Fragmentation It is a pity that up to this interesting picture was written only one, besides frankly stupid, talentless, superficial review. Well, it's time to change things.
This long but curious film by Philip Groening runs almost 3 hours and is divided into 59 chapters - short fragments, some lasting only a few seconds. With German pedantry, the beginning and end of each chapter are signed, they are simply numbered. It seems that the chapters could not be signed at all. However, there is a strict protocol. Protocol of what?
What at first seems to be a mere writing, an aesthetic framing of everyday life, is in fact an ultimate look into reality. Groening’s camera, and he is also an operator here, is objectively detached, then extremely intimate with the characters. But reality itself is fragmented, devoid of beginning and end, and thus resembles a dream. We never remember the beginning of sleep, and when we wake up, we are deprived of its possible continuation. Every chapter is the middle of something, it's a piece taken out. Groening managed to make a movie where there is no time. It's frozen here, turned into nothing.
We see the childhood of a little girl and at the same time the childhood of all three. In childhood, there is no time, time appears with growing up, and then everything accelerates and accelerates. In special chapters, each character sings a children's song on camera, first separately, and then they sing together. The adults here are like children. Groening shows them genuinely happy in idyllic episodes and deeply unhappy in episodes where their crisis is exposed.
Police officer Owe is mentally disturbed. At work, he observes death, keeps professionally, externally impartial and calm, and at home periodically breaks down on his wife because of trifles. He commits senseless, unmotivated violence against his wife, and this violence is the ultimate expression of his helplessness. However, the episodes of assault in the film are few, much more fragments, which show the consequences of beatings - bruises on the body of Christina, the title character. And, I must say, these hematomas give an impression much more painful than violent outbursts of anger.
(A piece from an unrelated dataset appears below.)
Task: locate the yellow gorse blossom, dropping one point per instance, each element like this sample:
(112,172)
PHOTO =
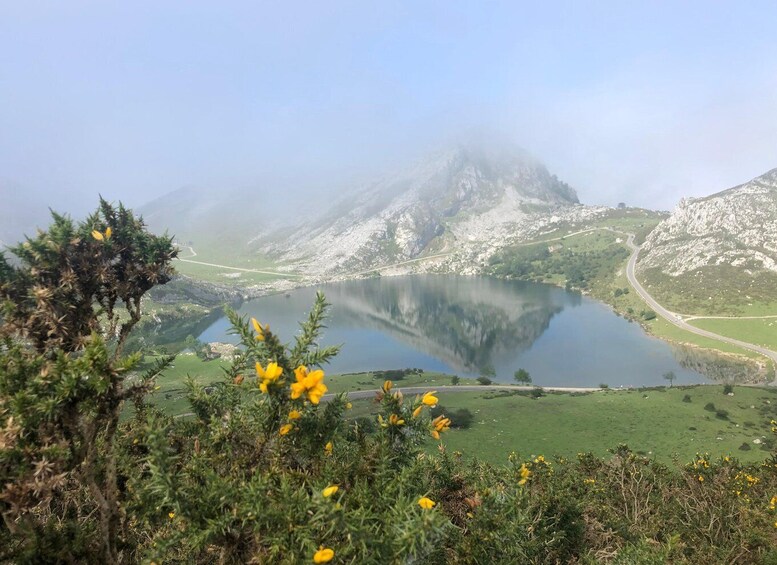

Christina finds herself in love with her daughter. She's gentle and caring with her. The episode of joint bathing in the bath, filmed in a light rapid, reveals this unity of mother and child as much as possible. They exist in the clear, plastic water from which they are made, in which life originated. Uwe loves his daughter, too. He loves his wife and frankly admits that he can not without her. One shot of the film almost repeats the famous shot of Annie Leibovitz, which depicted John Lennon and Yoko Ono. In general, if you remove all episodes directly or indirectly related to violence from the tape, you will get a movie about an endlessly happy family. But in the picture, heaven and hell are simultaneously.
Some chapters show a silent old man. Groening does not explain his presence in the tape. But this old man looks a lot like Ove. It can be assumed that this is Uve himself in old age, he lives out his last days, immersed in memories and reflection. This strange character does not get out of the picture, just as the fox running past does not get out, although the fox inevitably has the connotation of Trier’s ' Antichrist'. There are also chapters, a kind of haiku, in which there are no people at all, for example, a few seconds of interior, or nature, or white pigeons. Groening, with all the chamber nature of the picture, creates such a huge field for interpretations, such freedom where there is nothing to cling to (more precisely, it is not clear what to cling to in the first place), that at first you just get lost.
For the first time you watch ' The Policeman's Wife' more like a thriller, because you don't know what will be shown in the next episode. How will it end? Will it be an unbearable sight or not? The second time you look (or play in your head) like a drama. Not as a psychological drama, but as an ontological drama. After all, the main question of ontology is ' What is it?'. And this fragmented structure of the film with its dome-dreams almost calls into question the existence of reality.
Groening creates his own unique cinematic language in just one film, but this is the language for only one film. That is, development, but development is deadlocked. Because it is impossible to increase such fragmentation without falling into the wild avant-garde.